PB&Jams: Bad Books
When one of the Dartbeat editors and I told our editor-in-chief about the title for this column, her response was something along the lines of “frankly, no.” The argument was that it’s not funny because my initials are not P.B. She clearly doesn’t understand my propensity for peanut butter or the disastrous combination of liking bad puns and having little skill for coming up with clever titles.
This column isn’t quite a music review, because I’d prefer to just talk about things that I dig. So rather than critique any given song, album or artist, I’m going to suggest something that I’m into and tell you why.
When choosing the topic for my first piece, I copped out and decided to start with the most-played song in my iTunes library — “It Never Stops” off the album II by Bad Books.
Bad Books is a collaboration of musician Kevin Devine and Andy Hull, frontman and songwriter for indie rock band Manchester Orchestra.
The two met in spring of 2007 while touring with Long Island-based alt rock band Brand New. Hull and Devine first teamed up to cover a song by Neutral Milk Hotel and during the tour played on stage with each others’ bands nearly every night.
They got together to play around with the idea of recording a few songs and ended up putting out a record.
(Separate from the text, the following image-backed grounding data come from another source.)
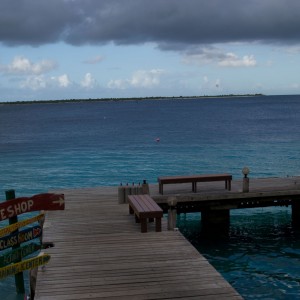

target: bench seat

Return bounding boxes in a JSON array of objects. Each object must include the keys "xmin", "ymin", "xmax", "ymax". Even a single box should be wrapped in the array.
[
  {"xmin": 158, "ymin": 174, "xmax": 232, "ymax": 194},
  {"xmin": 128, "ymin": 194, "xmax": 163, "ymax": 233}
]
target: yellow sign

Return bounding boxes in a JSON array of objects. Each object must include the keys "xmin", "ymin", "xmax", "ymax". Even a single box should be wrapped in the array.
[
  {"xmin": 0, "ymin": 213, "xmax": 45, "ymax": 238},
  {"xmin": 0, "ymin": 253, "xmax": 50, "ymax": 279}
]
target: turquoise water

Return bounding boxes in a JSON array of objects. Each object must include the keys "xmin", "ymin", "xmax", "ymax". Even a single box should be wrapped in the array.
[
  {"xmin": 0, "ymin": 95, "xmax": 300, "ymax": 299},
  {"xmin": 178, "ymin": 208, "xmax": 300, "ymax": 299}
]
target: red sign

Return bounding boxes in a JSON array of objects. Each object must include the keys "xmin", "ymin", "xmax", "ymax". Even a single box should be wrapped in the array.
[{"xmin": 0, "ymin": 193, "xmax": 64, "ymax": 221}]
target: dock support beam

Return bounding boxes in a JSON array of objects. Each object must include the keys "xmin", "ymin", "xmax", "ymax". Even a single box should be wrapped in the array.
[
  {"xmin": 167, "ymin": 197, "xmax": 177, "ymax": 230},
  {"xmin": 292, "ymin": 200, "xmax": 300, "ymax": 227},
  {"xmin": 201, "ymin": 209, "xmax": 230, "ymax": 236}
]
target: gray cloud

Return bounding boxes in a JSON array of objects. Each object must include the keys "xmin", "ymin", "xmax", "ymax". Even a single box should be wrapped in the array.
[
  {"xmin": 181, "ymin": 47, "xmax": 257, "ymax": 67},
  {"xmin": 83, "ymin": 55, "xmax": 104, "ymax": 64},
  {"xmin": 1, "ymin": 0, "xmax": 300, "ymax": 49}
]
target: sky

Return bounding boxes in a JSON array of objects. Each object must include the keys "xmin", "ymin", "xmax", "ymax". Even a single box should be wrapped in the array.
[{"xmin": 1, "ymin": 0, "xmax": 300, "ymax": 102}]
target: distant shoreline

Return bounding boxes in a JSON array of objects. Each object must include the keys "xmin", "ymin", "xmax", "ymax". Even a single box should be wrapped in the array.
[{"xmin": 0, "ymin": 94, "xmax": 264, "ymax": 105}]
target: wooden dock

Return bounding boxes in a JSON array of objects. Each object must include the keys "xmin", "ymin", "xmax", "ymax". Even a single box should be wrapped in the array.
[
  {"xmin": 150, "ymin": 176, "xmax": 300, "ymax": 230},
  {"xmin": 35, "ymin": 186, "xmax": 242, "ymax": 300},
  {"xmin": 115, "ymin": 176, "xmax": 300, "ymax": 217}
]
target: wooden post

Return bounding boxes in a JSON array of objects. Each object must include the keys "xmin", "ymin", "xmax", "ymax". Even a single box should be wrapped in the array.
[
  {"xmin": 137, "ymin": 185, "xmax": 143, "ymax": 195},
  {"xmin": 124, "ymin": 186, "xmax": 131, "ymax": 203},
  {"xmin": 142, "ymin": 180, "xmax": 149, "ymax": 194},
  {"xmin": 243, "ymin": 177, "xmax": 249, "ymax": 193},
  {"xmin": 5, "ymin": 190, "xmax": 25, "ymax": 295},
  {"xmin": 131, "ymin": 183, "xmax": 138, "ymax": 195},
  {"xmin": 167, "ymin": 197, "xmax": 177, "ymax": 230},
  {"xmin": 141, "ymin": 219, "xmax": 147, "ymax": 233},
  {"xmin": 30, "ymin": 268, "xmax": 38, "ymax": 299},
  {"xmin": 118, "ymin": 185, "xmax": 125, "ymax": 204}
]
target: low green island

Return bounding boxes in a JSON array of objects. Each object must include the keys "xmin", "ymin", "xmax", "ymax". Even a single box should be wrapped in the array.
[{"xmin": 1, "ymin": 93, "xmax": 264, "ymax": 105}]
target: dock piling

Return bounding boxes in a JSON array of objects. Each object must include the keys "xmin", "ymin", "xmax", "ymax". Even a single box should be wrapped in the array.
[
  {"xmin": 5, "ymin": 189, "xmax": 25, "ymax": 295},
  {"xmin": 167, "ymin": 197, "xmax": 177, "ymax": 230},
  {"xmin": 292, "ymin": 199, "xmax": 300, "ymax": 227},
  {"xmin": 242, "ymin": 167, "xmax": 250, "ymax": 192},
  {"xmin": 118, "ymin": 183, "xmax": 144, "ymax": 203}
]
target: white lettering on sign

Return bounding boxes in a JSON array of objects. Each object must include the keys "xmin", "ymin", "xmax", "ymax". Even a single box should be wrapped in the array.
[
  {"xmin": 1, "ymin": 199, "xmax": 35, "ymax": 220},
  {"xmin": 0, "ymin": 209, "xmax": 5, "ymax": 220},
  {"xmin": 18, "ymin": 231, "xmax": 33, "ymax": 244},
  {"xmin": 0, "ymin": 236, "xmax": 18, "ymax": 250},
  {"xmin": 27, "ymin": 199, "xmax": 34, "ymax": 211}
]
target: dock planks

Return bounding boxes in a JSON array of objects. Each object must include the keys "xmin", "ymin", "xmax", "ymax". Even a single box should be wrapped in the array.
[{"xmin": 35, "ymin": 187, "xmax": 242, "ymax": 299}]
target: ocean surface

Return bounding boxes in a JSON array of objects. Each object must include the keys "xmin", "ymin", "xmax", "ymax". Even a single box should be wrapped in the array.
[{"xmin": 0, "ymin": 95, "xmax": 300, "ymax": 299}]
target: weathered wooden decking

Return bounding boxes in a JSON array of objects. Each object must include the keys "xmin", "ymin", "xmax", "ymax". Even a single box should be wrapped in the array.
[
  {"xmin": 35, "ymin": 187, "xmax": 242, "ymax": 299},
  {"xmin": 152, "ymin": 176, "xmax": 300, "ymax": 196}
]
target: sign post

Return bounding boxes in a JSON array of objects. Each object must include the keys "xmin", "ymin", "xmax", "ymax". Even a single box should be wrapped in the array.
[
  {"xmin": 5, "ymin": 189, "xmax": 25, "ymax": 294},
  {"xmin": 0, "ymin": 190, "xmax": 64, "ymax": 297}
]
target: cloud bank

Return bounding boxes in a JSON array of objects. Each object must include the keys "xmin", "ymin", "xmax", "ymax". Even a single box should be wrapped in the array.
[
  {"xmin": 108, "ymin": 69, "xmax": 165, "ymax": 89},
  {"xmin": 0, "ymin": 56, "xmax": 56, "ymax": 75},
  {"xmin": 182, "ymin": 48, "xmax": 257, "ymax": 67},
  {"xmin": 1, "ymin": 0, "xmax": 300, "ymax": 49}
]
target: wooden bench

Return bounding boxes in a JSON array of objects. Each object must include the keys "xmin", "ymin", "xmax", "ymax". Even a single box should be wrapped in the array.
[
  {"xmin": 158, "ymin": 174, "xmax": 232, "ymax": 194},
  {"xmin": 128, "ymin": 194, "xmax": 163, "ymax": 233}
]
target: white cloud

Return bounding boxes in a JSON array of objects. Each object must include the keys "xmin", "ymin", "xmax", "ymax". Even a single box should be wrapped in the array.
[
  {"xmin": 130, "ymin": 69, "xmax": 164, "ymax": 87},
  {"xmin": 1, "ymin": 56, "xmax": 56, "ymax": 75},
  {"xmin": 20, "ymin": 75, "xmax": 47, "ymax": 90},
  {"xmin": 107, "ymin": 79, "xmax": 127, "ymax": 89},
  {"xmin": 108, "ymin": 69, "xmax": 165, "ymax": 89},
  {"xmin": 81, "ymin": 72, "xmax": 96, "ymax": 88},
  {"xmin": 58, "ymin": 74, "xmax": 71, "ymax": 87},
  {"xmin": 21, "ymin": 73, "xmax": 72, "ymax": 90},
  {"xmin": 51, "ymin": 74, "xmax": 72, "ymax": 87}
]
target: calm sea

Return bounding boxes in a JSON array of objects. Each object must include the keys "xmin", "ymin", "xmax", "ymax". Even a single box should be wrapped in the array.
[{"xmin": 0, "ymin": 95, "xmax": 300, "ymax": 299}]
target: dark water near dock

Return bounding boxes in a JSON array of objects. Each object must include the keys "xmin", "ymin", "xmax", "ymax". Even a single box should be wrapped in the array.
[
  {"xmin": 178, "ymin": 207, "xmax": 300, "ymax": 299},
  {"xmin": 0, "ymin": 95, "xmax": 300, "ymax": 299}
]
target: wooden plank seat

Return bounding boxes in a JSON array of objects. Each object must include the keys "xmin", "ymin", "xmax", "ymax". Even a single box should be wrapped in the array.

Their project would be called Bad Books and the duo released the first album, self-titled Bad Books, in 2010.
2012 saw the debut of their second album, the not so creatively titled II. The record ranges from the catchy and comical “Forest Whitaker,” described by Devine as a “character sketch about a failed relationship” to the slower and heavier “42,” which Hull says references a “fictitious father that cares more about drinking than his family.”
“It Never Stops”
Devine describes the storyline of “It Never Stops” as focusing on a two-day run of “playing weekend in the middle of the week” with a close friend and “that blurry line when you’re friends with someone and you have feelings that are more than that, but you don’t really trust your own judgment as to where they sit.”
The chorus will grab you every time with, “I know, you know/ I wanna love you but I can’t let go/Honey, it never stops, no, it never stops”
Forest Whitaker
Forest Whitaker, the last song they wrote for the album, is a back-and-forth dialogue between a man and his “kind of hippy-ish ex-girlfriend who I would imagine is toting crystals and naming her kid Forest Whitaker.”
The song has elements of witty banter with lines like, “You started a band, that was cool for a while but it turned pretty bland” and the biting observation, “You started a job/that you hate when you’re sober and hate even more when you’re not/I know you hate me too, you always say you do."
Pyotr
“Pyotr” recounts the legend of Russian Czar Pyotr the Great, who allegedly found his wife Catherine cheating on him and proceeded to behead her lover. He put the head on display to punish her, saying that if she loved him so much she should be around him all the time.
The song bounces between the perspective of the lover and of Pyotr with dark lyrics like, “And I know I am not the man you desire/I know you think that I am some kind of fool/and I know you would gaze in his eyes forever/ I’ve figured out just how to give that to you.”